Erst wimmelt Ko-Gun-su den Unbekannten ab, doch dieser lässt nicht locker und drangsaliert Ko Gun-su per Telefon und Handy weiter. Der mysteriöse Anrufer muss in der Nähe sein und ihn beobachten, anders ist dieses Verhalten nicht möglich. Doch wie nah ihm sein unbekannter Beobachter ist, wagt Ko-Gun-su nicht mal zu erahnen, aber es kommt noch übler. Sprich wahrlich „A Hard Day“.
Die Inszenierung:
Der Trailer machte mich bereits neugierig, aber was ich dann zu sehen bekam, löste ungehemmte Begeisterung aus. Der Schauspieler Lee Sun-kyun der hier den Polizisten Ko Gun-su verkörpert, war mir schon in Parasite sympathisch. Auf der einen Seite erfährt man, das ihm die Interne, wegen Korruption auf den Fersen ist, was nicht so sympathisch ist. Auf der anderen Seite hat man Mitleid, weil dessen Mutter verstorben ist.
Dazu noch die Misere mit dem Unfall und der Mitleidspegel ist bei 100%. Die Vertuschungsaktion, die dann gestartet wird, lässt einen frieren: Einfach mal schnell den Toten in den Sarg der Mutter packen, echt jetzt? Ironischerweise fiebert man dennoch mit, denn diese Aktion baut schon eine unglaubliche Spannung auf. Das schaffen andere Filme nicht mal im Finale.
Wer jetzt glaubt das sei es schon gewesen, der irrt der gewaltig. Jetzt fängt der Film erst so richtig an aufzudrehen. Zwar ist die Idee des geheimen Beobachters nicht neu, aber hier wurde sie sehr gut umgesetzt. Der Vorteil „A Hard Day“ zieht hier den großen Unbekannten nicht wie andere Titel bis zum Ende durch.
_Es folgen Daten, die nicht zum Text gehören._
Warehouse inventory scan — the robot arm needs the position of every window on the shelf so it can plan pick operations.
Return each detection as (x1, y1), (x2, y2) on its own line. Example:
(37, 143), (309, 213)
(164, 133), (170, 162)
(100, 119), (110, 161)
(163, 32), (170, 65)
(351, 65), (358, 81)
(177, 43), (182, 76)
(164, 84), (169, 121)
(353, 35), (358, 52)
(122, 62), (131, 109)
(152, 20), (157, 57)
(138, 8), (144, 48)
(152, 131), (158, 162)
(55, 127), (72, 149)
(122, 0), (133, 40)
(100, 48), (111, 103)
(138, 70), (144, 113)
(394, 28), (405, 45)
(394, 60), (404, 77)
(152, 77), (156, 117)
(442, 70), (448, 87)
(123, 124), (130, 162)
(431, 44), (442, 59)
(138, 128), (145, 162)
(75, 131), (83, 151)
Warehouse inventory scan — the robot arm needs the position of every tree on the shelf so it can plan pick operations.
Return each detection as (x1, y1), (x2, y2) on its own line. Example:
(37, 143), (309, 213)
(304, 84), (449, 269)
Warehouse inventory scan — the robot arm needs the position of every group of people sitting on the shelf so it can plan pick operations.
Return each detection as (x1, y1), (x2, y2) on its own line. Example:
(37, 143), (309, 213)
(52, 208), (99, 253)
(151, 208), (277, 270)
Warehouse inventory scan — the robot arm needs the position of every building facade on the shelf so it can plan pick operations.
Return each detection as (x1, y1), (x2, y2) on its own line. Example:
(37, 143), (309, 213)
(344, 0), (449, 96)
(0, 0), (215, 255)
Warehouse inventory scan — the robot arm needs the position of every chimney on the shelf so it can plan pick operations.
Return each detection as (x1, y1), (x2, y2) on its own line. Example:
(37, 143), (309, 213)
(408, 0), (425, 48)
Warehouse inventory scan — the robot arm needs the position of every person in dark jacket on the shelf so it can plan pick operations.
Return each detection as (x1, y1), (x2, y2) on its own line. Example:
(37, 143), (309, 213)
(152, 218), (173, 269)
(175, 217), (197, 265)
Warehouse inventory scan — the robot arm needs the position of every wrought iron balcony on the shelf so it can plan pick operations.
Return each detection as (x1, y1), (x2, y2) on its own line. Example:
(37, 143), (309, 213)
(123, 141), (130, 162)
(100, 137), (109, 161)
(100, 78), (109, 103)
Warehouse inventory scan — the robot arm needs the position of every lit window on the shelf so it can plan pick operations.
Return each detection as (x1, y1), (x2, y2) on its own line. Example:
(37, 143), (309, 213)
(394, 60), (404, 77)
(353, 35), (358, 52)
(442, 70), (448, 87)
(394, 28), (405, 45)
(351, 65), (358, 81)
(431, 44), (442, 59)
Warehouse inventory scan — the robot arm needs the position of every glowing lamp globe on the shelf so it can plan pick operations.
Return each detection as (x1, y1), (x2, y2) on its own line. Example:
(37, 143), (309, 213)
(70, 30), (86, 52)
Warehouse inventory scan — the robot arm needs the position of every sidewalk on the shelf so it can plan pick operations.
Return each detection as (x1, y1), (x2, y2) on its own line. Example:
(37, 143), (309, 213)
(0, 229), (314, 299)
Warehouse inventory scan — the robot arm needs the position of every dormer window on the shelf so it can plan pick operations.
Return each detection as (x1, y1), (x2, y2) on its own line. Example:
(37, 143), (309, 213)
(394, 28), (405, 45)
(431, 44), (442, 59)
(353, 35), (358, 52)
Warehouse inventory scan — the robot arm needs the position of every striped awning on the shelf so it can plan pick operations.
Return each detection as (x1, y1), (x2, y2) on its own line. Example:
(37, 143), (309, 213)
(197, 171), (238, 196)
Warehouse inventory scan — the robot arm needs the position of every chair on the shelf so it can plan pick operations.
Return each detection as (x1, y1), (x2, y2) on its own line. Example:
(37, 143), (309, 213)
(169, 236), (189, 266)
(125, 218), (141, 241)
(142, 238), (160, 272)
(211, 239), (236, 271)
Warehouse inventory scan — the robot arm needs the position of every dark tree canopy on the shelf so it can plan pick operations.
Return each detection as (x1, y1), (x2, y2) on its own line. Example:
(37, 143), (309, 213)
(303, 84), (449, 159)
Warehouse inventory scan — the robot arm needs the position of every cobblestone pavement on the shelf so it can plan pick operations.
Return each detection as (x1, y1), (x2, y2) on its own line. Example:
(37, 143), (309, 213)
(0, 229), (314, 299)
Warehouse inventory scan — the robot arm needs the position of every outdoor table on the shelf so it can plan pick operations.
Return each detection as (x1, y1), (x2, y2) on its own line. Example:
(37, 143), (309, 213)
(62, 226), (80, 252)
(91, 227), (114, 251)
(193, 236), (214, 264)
Sondern offenbart dessen Identität schon recht früh, so hat der Antagonist Zeit, sich zu etablieren und der Zuschauer bekommt einen Eindruck davon, wie gefährlich dieser wirklich ist. Man kann sagen, der Film bietet keine Spannungskurve, sondern einen Spannungswellenschlag und hält diese Intensität bis zum Ende hin aufrecht.
A Hard Day – Kritik & Fazit:

Der Trailer versprach schon einen gewissen Unterhaltungswert. Wer glaubt der Trailer würde wiederum den kompletten Plot verraten, der irrt. Dies ist der Vorteil, wenn man Trailer so schneidet das sie im Gegensatz zu herrschenden Unsitte, nicht zu viel zeigen und doch neugierig machen, so auch bei „A Hard Day“. Regisseur Kim Seong-hun bastelte hier fleißig einen genialen Thriller zusammen und kombinierte zwei ebenbürtige Darsteller, die in der Lage sind den ganzen Film, sowie die Story zu tragen. Die Regie ist auf den Punkt, die Kameraarbeit sieht sehr gut aus.
Wurden doch immer wieder neue Winkel und Einstellungen gesucht, die aktuelle Szene perfekt darzustellen. Dagegen verblassen die restlichen Schauspieler, was an deren geringen Screentime liegt. Dafür betet Kim Seong-hun den ganzen Film über, ein Haufen wtf Momente ein, die dafür sorgen das man auf dem Sofa aufrecht hockt und nicht dösend auf diesem liegt. Von mir gibt es volle Sichtungsempfehlung für diejenigen, die es wagen über den amerikanischen Tellerrand zu blicken. Freunde des Thriller Genres dürfen, bzw. können hier beruhigt zugreifen.